The unfolding of the Hungarian crisis now looks like a microcosm of the world crisis. Fear of financial collapse is gradually giving way to worries about an unprecedented contraction in the economy – with all the social and political consequences that could imply.
The Hungarian government has predicted that the country's economy will shrink by 6 per cent this year. It has not performed that badly since 1945. Unemployment is rising and so is inflation, because of the fall in the Hungarian currency.
Hungary has no room for the kind of counter-cyclical Keynesianism that is being tried in the US and the UK. Nobody thinks the markets would tolerate huge fiscal deficits, so instead the government is cutting spending and raising taxes. State pensions were sliced by about 8 per cent last week. Sales tax has just been increased. And this is just the start of an austerity drive.
The political backlash is already beginning. Jobbik, a far-right party that plays on anti-gypsy sentiment, is likely to win a seat in the European parliament in elections next month. It has also formed a paramilitary wing, the Hungarian Guard, whose uniforms bear the insignia of pre-war Hungarian fascist parties – and which has staged marches in Budapest and has a presence in many small towns. Far-right arguments about crime and "welfare-scrounging" by the gypsy minority – who form between 5 and 10 per cent of the Hungarian population – are gaining ground. One mainstream politician worries that: "You now hear anti-gypsy sentiment at every level of society." There has been a spate of unsolved killings of gypsies, which has been widely blamed on rightwing vigilantes.
Jobbik is still miles from power and polling well below 10 per cent. So it will fall to Hungary's mainstream politicians to handle the shrinking economy and manage the austerity programme. For the moment a caretaker government is in power, but new elections must be held in the coming year. With the Socialists discredited by the economic crisis and Mr Gyurcsany damaged by his trouble with the truth, the centre-right Fidesz party is almost certain to win.
Victor Orban, the Fidesz leader, is scrupulously vague about his economic programme. But party officials fear they may end up presiding over a downward economic spiral, as a contracting economy shrinks government revenues, creating further pressure for cuts.
Hungary still has a lot of political, social and economic capital it can draw upon to see the country through hard times. For all the recent fear of upheaval, it remains a middle-income country firmly anchored in the European Union. The well-tended boulevards and comfortable cafes of Budapest do not look like obvious territory for revolution or social turmoil.

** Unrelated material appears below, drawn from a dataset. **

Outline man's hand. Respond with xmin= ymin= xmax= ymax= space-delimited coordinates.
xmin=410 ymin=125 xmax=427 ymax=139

But, to an outsider, the country's politics also seem uncomfortably polarised. The mainstream left- and rightwing parties regularly trade accusations of "communist" or "fascist" sympathies – while anxiously watching the rise of the real extremists of Jobbik.
Hungary will soon surrender the dubious honour of being the fashionable subject for anxious chatter among the world's politicians and bankers. But the country's real crisis may only just be beginning.